The problem is easy to see if you are able to use valgrind or some similar tool. (Valgrind is available for most Linux distributions and for OS X since v10.9.x. Other platforms might be supported.) Running your parser under valgrind produced the following error report (truncated):

$ valgrind --leak-check=full ./test3
==2763== Memcheck, a memory error detector
==2763== Copyright (C) 2002-2017, and GNU GPL'd, by Julian Seward et al.
==2763== Using Valgrind-3.13.0 and LibVEX; rerun with -h for copyright info
==2763== Command: ./test3
==2763== 
==2763== Invalid read of size 1
==2763==    at 0x4C34CF2: strlen (in /usr/lib/valgrind/vgpreload_memcheck-amd64-linux.so)
==2763==    by 0x4E9B5D2: vfprintf (vfprintf.c:1643)
==2763==    by 0x4F7017B: __printf_chk (printf_chk.c:35)
==2763==    by 0x10A32D: printf (stdio2.h:104)
==2763==    by 0x10A32D: main (test3.c:1013)
==2763==  Address 0x5232e20 is 0 bytes inside a block of size 9 free'd
==2763==    at 0x4C32D3B: free (in /usr/lib/valgrind/vgpreload_memcheck-amd64-linux.so)
==2763==    by 0x109498: pcc_capture_table__term (test3.c:339)
==2763==    by 0x1096E3: pcc_thunk_chunk__destroy (test3.c:441)
==2763==    by 0x10974F: pcc_lr_answer__destroy (test3.c:557)
==2763==    by 0x109818: pcc_lr_memo_map__term (test3.c:602)
==2763==    by 0x10985F: pcc_lr_table_entry__destroy (test3.c:619)
==2763==    by 0x109BB8: pcc_lr_table__shift (test3.c:680)
==2763==    by 0x109C1C: pcc_commit_buffer (test3.c:757)
==2763==    by 0x10A22C: pcc_parse (test3.c:986)
==2763==    by 0x10A314: main (test3.c:1011)
==2763==  Block was alloc'd at
==2763==    at 0x4C31B0F: malloc (in /usr/lib/valgrind/vgpreload_memcheck-amd64-linux.so)
==2763==    by 0x108C9D: pcc_malloc_e (test3.c:225)
==2763==    by 0x108FF3: pcc_strndup_e (test3.c:252)
==2763==    by 0x109038: pcc_get_capture_string (test3.c:764)
==2763==    by 0x10904E: pcc_action_word_0 (test3.c:892)
==2763==    by 0x108C56: pcc_do_action (test3.c:872)
==2763==    by 0x108C87: pcc_do_action (test3.c:875)
==2763==    by 0x10A224: pcc_parse (test3.c:983)
==2763==    by 0x10A314: main (test3.c:1011)

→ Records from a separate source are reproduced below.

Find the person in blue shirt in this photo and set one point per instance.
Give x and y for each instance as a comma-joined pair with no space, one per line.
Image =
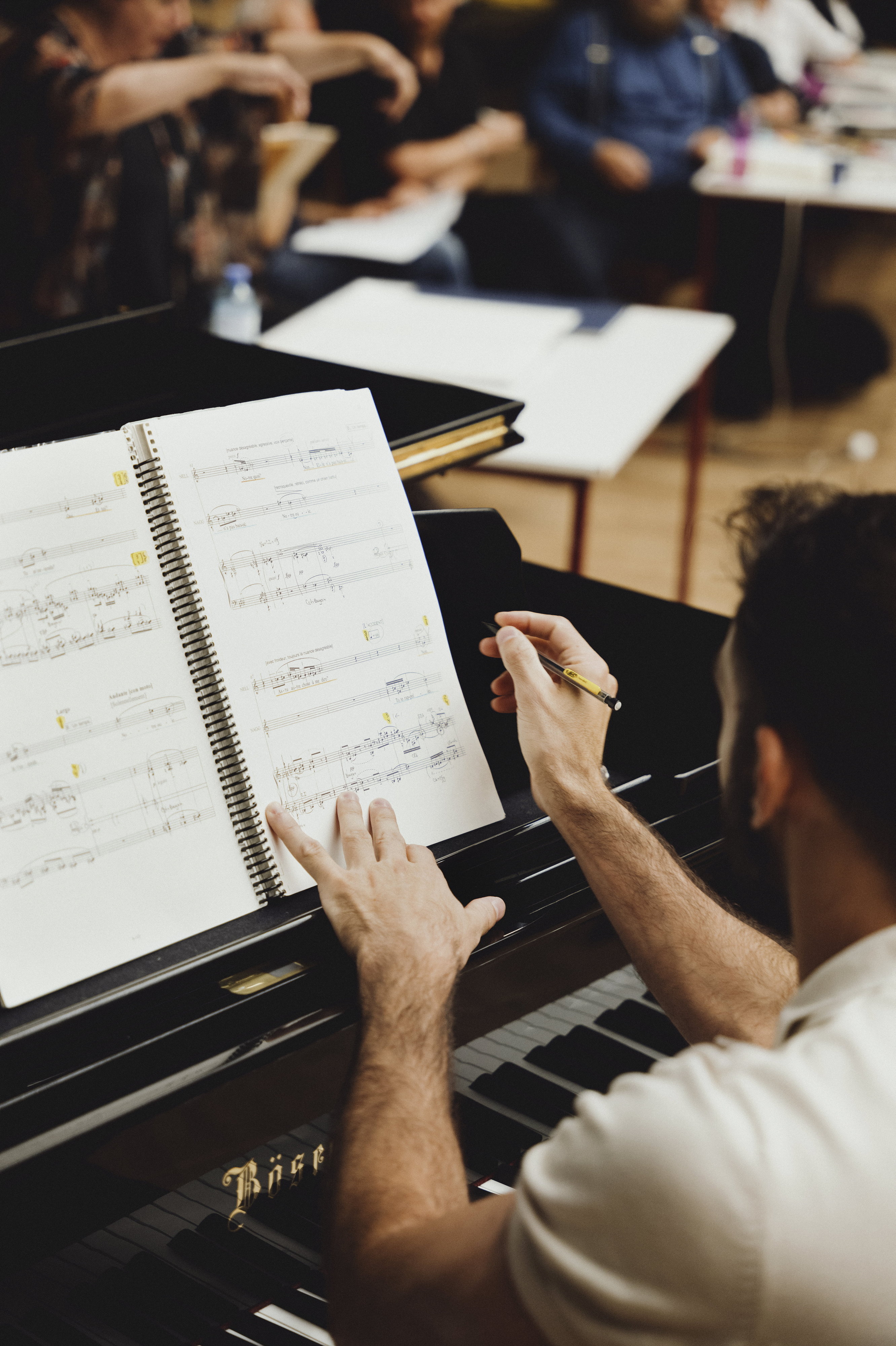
626,106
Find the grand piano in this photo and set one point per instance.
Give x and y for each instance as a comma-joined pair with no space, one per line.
165,1126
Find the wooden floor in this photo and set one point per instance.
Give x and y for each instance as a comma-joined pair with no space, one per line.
634,520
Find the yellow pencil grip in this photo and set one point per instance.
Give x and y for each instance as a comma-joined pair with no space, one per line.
583,682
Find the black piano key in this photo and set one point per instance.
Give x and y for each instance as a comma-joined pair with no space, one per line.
225,1266
154,1277
588,1059
525,1092
288,1270
50,1331
107,1304
264,1333
488,1138
286,1216
171,1310
633,1020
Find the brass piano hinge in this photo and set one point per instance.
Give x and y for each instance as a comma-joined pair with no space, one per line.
259,979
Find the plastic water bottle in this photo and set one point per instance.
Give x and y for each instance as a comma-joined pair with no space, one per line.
236,312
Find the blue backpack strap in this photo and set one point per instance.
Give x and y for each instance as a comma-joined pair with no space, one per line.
707,45
598,55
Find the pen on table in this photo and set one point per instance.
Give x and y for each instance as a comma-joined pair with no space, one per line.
568,675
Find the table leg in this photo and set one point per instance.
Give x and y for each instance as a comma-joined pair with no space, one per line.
788,273
697,427
580,519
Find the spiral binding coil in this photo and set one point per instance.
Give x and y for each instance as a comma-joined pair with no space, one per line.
205,670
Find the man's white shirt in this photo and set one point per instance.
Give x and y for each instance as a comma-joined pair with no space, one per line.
735,1195
793,33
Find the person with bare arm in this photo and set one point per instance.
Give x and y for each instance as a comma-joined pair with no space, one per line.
743,1192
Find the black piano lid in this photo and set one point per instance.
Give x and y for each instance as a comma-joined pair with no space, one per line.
100,376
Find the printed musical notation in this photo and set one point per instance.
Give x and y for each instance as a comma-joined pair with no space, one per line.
225,516
326,452
37,627
403,688
303,674
321,548
315,780
38,555
257,596
99,503
166,792
160,711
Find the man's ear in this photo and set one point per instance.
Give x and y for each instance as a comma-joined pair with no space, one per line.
774,776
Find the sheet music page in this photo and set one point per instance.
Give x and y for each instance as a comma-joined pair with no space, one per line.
325,617
116,838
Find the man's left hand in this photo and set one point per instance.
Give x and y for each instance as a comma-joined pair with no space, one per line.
702,142
391,907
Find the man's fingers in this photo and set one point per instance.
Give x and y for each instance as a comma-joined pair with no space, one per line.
356,839
481,916
559,639
523,663
309,853
384,830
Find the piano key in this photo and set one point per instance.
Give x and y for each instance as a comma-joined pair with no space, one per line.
111,1302
225,1266
638,1022
489,1139
588,1059
525,1092
245,1244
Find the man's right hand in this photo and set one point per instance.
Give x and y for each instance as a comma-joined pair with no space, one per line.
622,166
562,730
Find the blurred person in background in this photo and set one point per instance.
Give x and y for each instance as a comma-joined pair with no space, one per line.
628,106
773,103
444,142
103,158
97,182
793,33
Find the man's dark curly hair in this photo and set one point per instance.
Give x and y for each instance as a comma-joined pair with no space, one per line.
816,641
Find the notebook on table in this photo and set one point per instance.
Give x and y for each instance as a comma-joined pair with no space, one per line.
201,614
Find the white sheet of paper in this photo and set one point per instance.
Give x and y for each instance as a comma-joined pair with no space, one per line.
400,238
325,617
116,838
601,394
388,325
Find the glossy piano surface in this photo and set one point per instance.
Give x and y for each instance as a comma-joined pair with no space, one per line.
147,1076
236,1254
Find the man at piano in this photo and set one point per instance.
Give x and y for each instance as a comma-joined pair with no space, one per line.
745,1191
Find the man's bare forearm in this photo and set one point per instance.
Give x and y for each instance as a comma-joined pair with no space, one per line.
712,972
397,1161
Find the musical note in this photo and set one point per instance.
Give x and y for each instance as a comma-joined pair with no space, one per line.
97,503
222,516
318,585
159,711
241,561
167,791
37,627
35,555
321,453
299,674
403,688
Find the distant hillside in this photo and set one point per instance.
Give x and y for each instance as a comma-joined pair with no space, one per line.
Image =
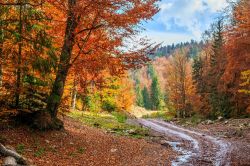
165,51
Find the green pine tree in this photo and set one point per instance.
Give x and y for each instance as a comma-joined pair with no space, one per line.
156,96
138,92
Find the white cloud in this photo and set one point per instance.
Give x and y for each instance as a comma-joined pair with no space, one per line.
216,5
188,14
165,37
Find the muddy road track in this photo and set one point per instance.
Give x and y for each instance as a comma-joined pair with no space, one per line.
194,148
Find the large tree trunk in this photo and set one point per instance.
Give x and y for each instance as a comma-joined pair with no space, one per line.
18,74
1,53
64,64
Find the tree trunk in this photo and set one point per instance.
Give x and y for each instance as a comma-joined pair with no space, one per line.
1,53
74,98
18,76
64,64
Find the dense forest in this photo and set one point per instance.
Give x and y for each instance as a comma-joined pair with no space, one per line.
209,78
80,85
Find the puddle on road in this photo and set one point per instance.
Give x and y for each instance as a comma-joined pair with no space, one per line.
184,156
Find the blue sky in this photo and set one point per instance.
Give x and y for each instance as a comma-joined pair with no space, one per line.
182,20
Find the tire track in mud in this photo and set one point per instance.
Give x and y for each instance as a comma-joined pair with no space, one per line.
195,148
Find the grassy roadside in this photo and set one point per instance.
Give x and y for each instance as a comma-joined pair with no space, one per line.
159,115
112,123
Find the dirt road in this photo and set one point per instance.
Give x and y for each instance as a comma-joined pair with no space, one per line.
194,148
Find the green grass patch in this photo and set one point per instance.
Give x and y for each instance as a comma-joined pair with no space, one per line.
20,148
113,123
39,152
161,114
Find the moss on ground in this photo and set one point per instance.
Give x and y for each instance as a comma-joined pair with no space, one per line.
113,123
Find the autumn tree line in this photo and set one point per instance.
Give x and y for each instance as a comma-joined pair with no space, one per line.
214,82
57,53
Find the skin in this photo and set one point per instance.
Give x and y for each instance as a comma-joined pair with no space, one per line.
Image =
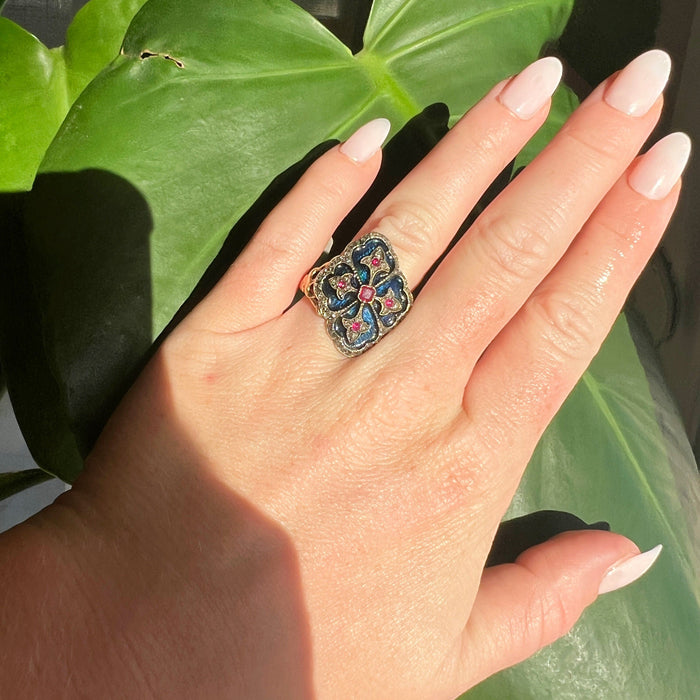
263,517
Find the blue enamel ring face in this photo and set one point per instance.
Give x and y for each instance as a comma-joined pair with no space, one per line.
361,293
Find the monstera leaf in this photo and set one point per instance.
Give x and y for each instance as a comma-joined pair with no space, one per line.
617,451
40,84
168,149
173,142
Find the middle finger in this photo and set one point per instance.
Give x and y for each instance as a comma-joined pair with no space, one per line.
515,243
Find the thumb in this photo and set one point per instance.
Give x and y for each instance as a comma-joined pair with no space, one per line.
524,606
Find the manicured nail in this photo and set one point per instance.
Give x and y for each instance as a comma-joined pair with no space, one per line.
528,92
366,141
628,570
660,168
638,86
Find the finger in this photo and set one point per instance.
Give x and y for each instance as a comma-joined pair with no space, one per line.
521,236
422,214
522,607
263,280
529,369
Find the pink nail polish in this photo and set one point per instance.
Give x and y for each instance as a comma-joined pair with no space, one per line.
638,86
628,570
660,168
366,141
529,91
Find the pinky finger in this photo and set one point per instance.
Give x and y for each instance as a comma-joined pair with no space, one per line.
522,607
263,280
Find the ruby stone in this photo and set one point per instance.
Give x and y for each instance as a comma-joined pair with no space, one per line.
366,294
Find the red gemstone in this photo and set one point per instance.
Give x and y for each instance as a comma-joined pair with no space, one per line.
366,294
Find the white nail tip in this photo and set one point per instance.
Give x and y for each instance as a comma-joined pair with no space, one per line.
529,91
367,140
639,84
658,171
628,570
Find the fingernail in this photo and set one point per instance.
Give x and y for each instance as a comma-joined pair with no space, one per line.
366,141
528,92
660,168
638,86
628,570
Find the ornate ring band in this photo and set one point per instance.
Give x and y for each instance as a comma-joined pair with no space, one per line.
360,293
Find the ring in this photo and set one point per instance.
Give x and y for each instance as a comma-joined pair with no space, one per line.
361,294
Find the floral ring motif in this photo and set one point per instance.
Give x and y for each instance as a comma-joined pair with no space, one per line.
361,294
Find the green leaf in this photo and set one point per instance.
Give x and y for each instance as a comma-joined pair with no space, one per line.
14,482
39,84
189,124
606,457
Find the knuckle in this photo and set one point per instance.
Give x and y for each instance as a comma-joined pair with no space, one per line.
567,324
517,248
411,225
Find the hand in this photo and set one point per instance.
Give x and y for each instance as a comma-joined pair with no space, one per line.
263,517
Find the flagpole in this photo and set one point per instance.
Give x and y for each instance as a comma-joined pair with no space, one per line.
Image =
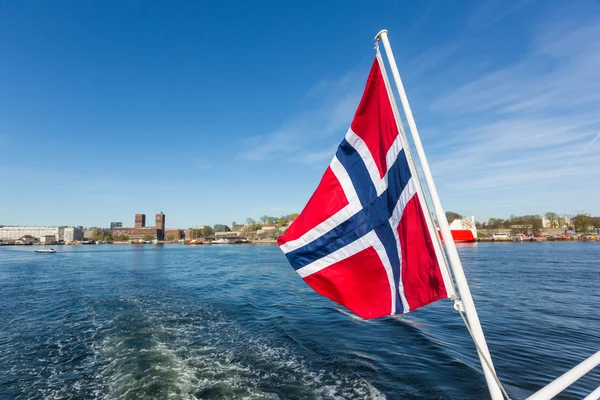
453,258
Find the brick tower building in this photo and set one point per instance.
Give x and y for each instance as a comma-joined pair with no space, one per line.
140,220
160,226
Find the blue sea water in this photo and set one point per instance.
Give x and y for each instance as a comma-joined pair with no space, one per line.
235,321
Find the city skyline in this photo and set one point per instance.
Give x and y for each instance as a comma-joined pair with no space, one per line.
212,118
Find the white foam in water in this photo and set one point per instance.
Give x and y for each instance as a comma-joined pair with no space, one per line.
206,356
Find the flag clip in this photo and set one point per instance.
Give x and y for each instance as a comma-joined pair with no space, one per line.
458,306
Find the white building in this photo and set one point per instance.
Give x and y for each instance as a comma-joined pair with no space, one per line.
48,239
72,234
17,232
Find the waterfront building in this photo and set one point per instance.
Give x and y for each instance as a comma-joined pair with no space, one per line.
48,239
73,234
114,225
236,227
140,220
177,234
17,232
221,228
140,230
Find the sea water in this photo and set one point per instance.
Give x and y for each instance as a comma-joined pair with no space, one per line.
236,321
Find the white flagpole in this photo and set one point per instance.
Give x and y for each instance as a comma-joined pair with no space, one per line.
455,264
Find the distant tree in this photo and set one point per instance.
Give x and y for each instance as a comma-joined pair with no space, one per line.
582,222
207,231
495,223
553,218
451,216
221,228
98,234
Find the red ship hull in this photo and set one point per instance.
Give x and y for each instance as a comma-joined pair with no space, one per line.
461,236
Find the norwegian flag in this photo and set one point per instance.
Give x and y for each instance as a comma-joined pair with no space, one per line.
363,240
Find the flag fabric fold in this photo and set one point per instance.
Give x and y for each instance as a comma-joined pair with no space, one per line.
362,239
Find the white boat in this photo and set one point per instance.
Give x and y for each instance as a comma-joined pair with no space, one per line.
46,251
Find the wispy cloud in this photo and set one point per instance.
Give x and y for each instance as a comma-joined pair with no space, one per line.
518,131
307,136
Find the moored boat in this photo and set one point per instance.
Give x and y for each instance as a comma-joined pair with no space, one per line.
463,230
46,251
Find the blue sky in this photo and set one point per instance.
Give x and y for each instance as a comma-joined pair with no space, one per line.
215,111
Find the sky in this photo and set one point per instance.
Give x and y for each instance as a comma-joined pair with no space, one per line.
212,112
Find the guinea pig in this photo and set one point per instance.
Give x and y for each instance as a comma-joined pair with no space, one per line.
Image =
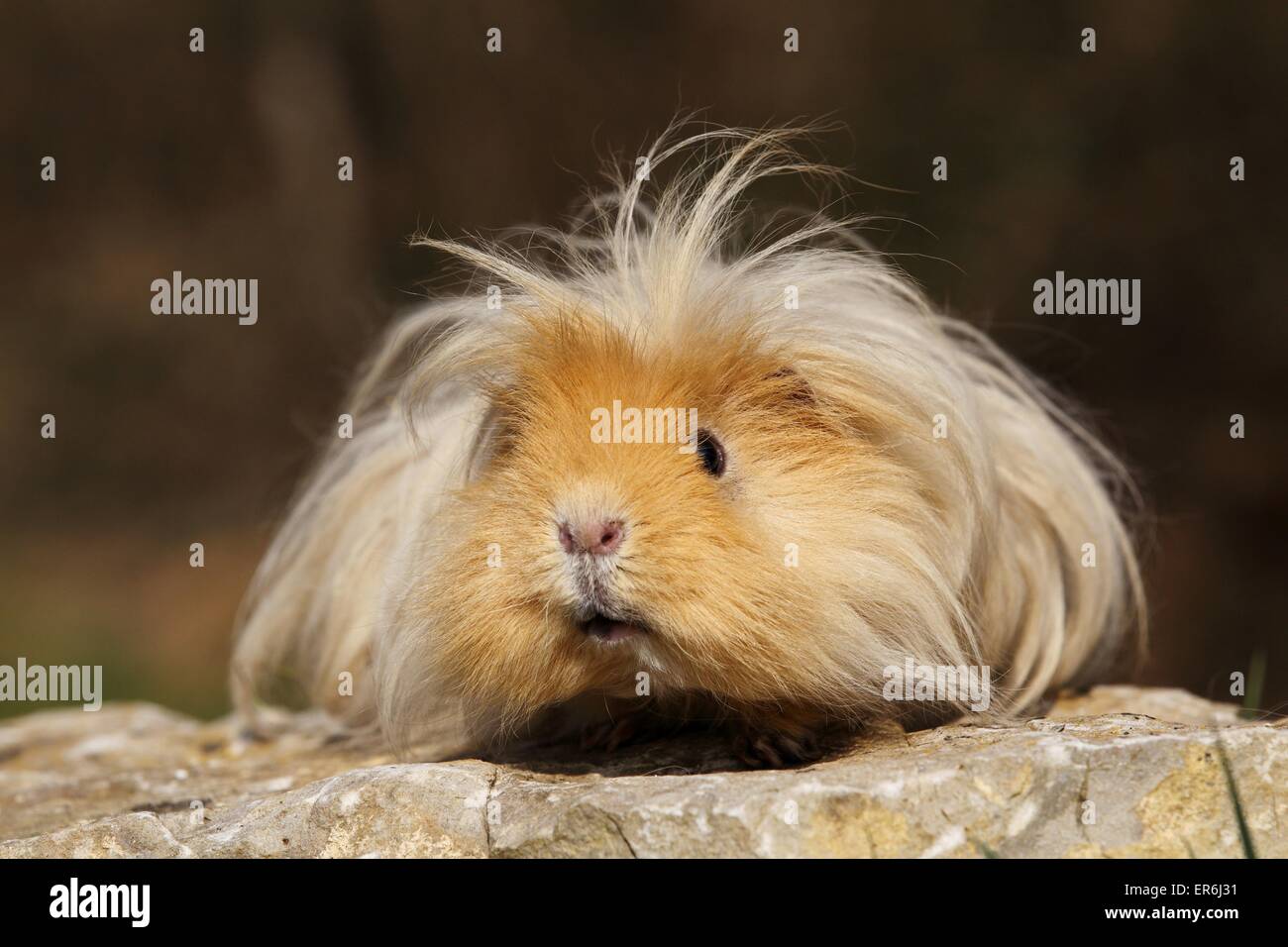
687,483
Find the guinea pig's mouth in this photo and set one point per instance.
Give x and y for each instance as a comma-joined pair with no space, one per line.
604,628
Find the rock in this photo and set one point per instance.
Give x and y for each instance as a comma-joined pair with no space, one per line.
1117,772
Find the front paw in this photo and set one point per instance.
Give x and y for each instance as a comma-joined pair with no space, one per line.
634,725
776,745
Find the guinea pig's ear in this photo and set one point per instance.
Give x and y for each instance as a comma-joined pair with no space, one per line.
791,386
493,441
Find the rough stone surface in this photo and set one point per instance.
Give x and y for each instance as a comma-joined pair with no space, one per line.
1117,772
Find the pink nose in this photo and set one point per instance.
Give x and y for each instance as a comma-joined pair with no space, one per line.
593,536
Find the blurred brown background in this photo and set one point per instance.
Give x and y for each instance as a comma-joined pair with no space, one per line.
174,429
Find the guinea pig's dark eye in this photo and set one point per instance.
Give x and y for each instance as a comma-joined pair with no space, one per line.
709,453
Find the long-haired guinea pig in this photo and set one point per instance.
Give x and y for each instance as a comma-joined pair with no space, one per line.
745,489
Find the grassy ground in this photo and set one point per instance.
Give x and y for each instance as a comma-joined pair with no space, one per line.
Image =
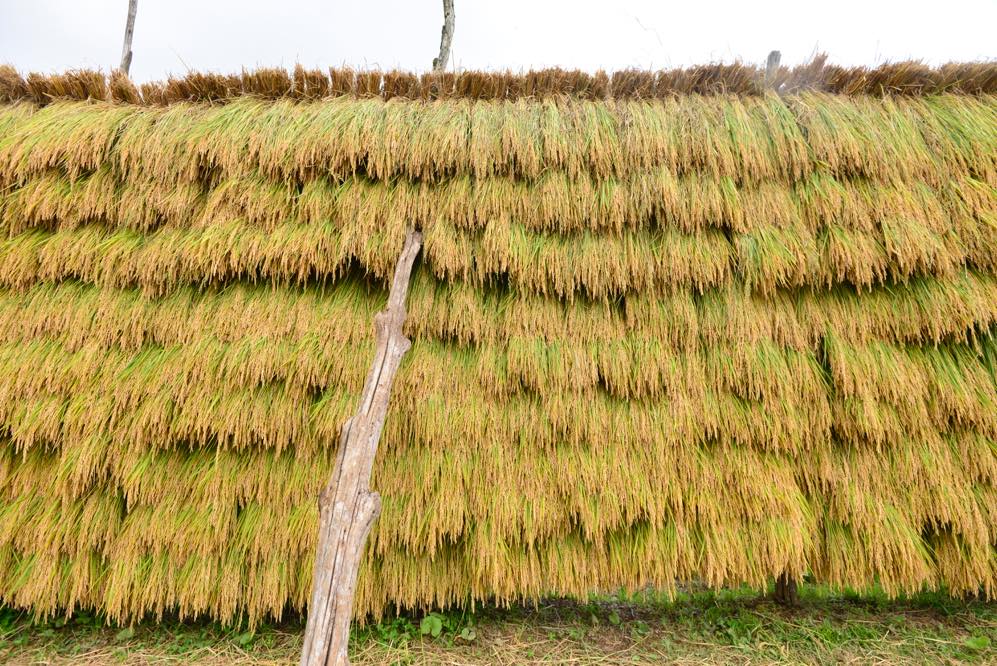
730,627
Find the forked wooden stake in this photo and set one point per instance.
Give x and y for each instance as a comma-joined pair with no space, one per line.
347,507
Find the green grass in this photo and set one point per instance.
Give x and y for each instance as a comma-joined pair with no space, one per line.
730,626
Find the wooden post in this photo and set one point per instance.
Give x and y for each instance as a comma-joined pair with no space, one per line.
772,68
126,48
786,592
446,38
347,507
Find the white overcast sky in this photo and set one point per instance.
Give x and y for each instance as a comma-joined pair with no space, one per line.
172,36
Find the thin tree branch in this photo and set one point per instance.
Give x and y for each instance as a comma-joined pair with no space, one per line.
446,38
126,48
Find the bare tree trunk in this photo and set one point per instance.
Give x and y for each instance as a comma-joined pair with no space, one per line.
772,68
126,48
347,507
446,38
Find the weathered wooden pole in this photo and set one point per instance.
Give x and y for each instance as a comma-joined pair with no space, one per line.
126,47
772,68
446,38
786,592
347,506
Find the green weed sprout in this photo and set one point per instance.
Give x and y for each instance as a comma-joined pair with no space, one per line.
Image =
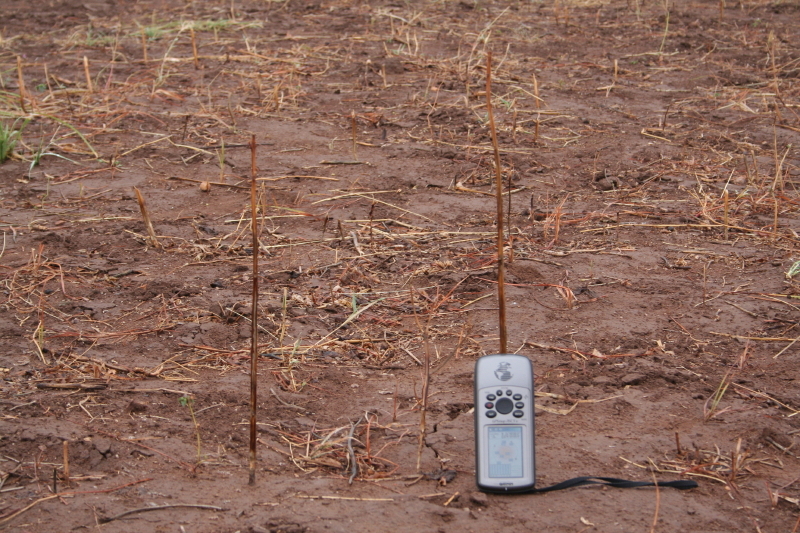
9,136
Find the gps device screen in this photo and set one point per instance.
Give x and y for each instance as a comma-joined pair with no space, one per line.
505,451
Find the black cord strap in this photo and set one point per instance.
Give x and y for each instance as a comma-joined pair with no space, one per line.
681,484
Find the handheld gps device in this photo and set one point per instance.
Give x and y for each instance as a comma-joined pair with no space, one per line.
504,424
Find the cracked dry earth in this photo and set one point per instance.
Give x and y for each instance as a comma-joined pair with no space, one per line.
650,158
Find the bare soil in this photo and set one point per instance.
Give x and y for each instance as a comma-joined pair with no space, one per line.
651,158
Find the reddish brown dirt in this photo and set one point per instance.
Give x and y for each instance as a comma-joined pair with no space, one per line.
661,329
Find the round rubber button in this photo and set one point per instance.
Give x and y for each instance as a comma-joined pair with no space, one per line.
504,406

That's a lot to go through, but it shows that there was an attempt to use the first byte of a 9-byte dynamically-allocated memory region which has already been free'd. ("Address 0x5232e20 is 0 bytes inside a block of size 9 free'd".) Furthermore, the backtrace shows that the error was triggered by a call to strlen, which had been called by printf; printf was called from your main function. (Unfortunately, PackCC does not issue #line directives, making it impossible to correlate the line numbers in the generated C parser with the line numbers in the original PEG grammar file. However, in this case it's clear where the printf is, since there's really only one possibility inside the main function.) Valgrind also shows you where the memory was dynamically allocated; although you'd have to have a copy of the generated parser handy to see how all the parts fit together, the names of the functions in the call trace are somewhat helpful.

The solution is basically the same as the way you must handle yytext in a parser which relies on (f)lex-based scanners: since the string pointed to by the action is in memory which whose lifetime is about to end, any token which you want to use later must be copied. The simplest way to do that is to use strdup (or equivalent, if you're not able to use standard Posix interfaces), changing the action to:

word <- < [a-z]+[\n]* >  {$$ = strdup($1);}

Once you do this, the "word" example will be printed as expected (including the newline character which terminates it).

You also must remember to free the copies you have made in order to avoid leaking memory. Valgrind will also help you detect memory leaks, so it can help you catch errors resulting from forgetting to do so.